For years, Guitar Pro 6 has been the premium tablature creating software on the market. Now that it’s been superseded by Guitar Pro 7 we can debate over which is better, but I get the impression that much is the same between the two. The biggest advantages the Guitar Pro software has over others is its intuitive layout and fast note input. Even if it is your first time making a tab you should still be able to make a nice-looking product without too much headache.
It’s not free ($70 for GP7, significantly more for a hard copy of GP6 from Amazon – as of January 2018), but like most good programs, it’s worth the money. I once ran Powertab (a freeware tab program) like a pro and thought it was great. But now I look back and cringe at the appearance of my old Powertabs, realizing how much better Guitar Pro is at just about everything.

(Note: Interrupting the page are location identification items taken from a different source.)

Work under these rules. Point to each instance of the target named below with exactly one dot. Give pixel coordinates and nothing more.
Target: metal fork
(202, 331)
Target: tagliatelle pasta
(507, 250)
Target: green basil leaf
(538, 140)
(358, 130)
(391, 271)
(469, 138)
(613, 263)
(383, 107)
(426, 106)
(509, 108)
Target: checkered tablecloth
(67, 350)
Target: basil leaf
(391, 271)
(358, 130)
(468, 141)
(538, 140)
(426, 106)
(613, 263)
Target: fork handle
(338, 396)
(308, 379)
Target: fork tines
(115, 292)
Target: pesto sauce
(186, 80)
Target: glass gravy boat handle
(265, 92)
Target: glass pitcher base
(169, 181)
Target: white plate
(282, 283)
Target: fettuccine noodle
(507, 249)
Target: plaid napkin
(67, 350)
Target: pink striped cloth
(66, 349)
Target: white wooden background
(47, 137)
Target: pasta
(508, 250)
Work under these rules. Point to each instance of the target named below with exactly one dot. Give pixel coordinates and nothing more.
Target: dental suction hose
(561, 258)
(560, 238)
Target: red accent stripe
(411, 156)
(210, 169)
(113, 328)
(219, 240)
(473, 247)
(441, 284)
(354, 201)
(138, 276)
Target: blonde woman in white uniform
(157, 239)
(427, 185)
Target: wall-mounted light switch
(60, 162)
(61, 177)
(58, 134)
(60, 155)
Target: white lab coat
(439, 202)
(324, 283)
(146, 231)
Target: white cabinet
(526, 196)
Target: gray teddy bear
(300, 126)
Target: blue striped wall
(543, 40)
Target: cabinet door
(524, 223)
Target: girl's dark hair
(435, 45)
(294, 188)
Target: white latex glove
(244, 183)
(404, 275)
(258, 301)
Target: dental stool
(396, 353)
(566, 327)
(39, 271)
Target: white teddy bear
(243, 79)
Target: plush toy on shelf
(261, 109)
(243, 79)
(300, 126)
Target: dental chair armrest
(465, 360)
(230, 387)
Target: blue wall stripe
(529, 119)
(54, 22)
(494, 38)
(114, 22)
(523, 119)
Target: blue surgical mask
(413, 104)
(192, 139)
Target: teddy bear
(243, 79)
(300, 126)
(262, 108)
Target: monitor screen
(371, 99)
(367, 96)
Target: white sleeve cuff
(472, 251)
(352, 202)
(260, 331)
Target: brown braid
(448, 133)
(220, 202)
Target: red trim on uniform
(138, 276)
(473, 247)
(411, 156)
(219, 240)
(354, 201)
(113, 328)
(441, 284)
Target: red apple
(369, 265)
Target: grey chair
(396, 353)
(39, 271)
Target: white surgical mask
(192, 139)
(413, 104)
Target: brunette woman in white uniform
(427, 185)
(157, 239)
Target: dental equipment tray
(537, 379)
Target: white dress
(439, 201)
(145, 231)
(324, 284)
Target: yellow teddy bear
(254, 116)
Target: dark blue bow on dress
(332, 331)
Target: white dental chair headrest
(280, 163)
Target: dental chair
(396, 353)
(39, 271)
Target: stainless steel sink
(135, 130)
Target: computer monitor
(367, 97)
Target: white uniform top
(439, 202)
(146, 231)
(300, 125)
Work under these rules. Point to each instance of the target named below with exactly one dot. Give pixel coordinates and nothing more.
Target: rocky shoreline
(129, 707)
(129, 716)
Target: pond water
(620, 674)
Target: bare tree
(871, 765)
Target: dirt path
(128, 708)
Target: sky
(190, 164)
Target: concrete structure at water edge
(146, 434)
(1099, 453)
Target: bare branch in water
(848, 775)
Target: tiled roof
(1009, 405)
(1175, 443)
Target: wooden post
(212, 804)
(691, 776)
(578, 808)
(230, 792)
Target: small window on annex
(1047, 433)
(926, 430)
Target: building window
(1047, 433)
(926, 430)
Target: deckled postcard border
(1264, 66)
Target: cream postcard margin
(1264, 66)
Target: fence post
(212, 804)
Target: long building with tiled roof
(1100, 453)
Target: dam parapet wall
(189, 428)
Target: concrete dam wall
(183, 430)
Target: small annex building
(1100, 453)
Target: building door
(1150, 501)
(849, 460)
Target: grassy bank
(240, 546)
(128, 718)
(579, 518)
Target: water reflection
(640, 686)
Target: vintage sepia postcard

Because it’s great and people are using it more and more to make ʻukulele tabs, I decided to make up a set of video tutorials on how to use Guitar Pro 6. All these video are recorded at 1080p so you can watch in high-definition full screen mode and actually see what I’m seeing on my computer. I’m a Mac user, but don’t see any reason why the Windows version would be any different.
Guitar Pro 6 Overview & Features
In this video I talk about the layout of the program, what you can do with it, and other general aspects beyond the scope of the how-to videos below.
Setting Up an ʻUkulele Track
Before you can do much you have to get Guitar Pro out of guitar mode and into ʻukulele mode and create a blank tab. That’s what I demonstrate here.
Adding Notes to the Tablature
This is the most straightforward part of my tutorial series: how to put notes on the lines using your keypad.
How to Insert Chords Above the Tab
One of the most exciting features of GP6 is that you can make chord diagrams appear above the tab to show fingerings. It’s not as easy as it should be, but it looks nice enough that the struggle is worth it!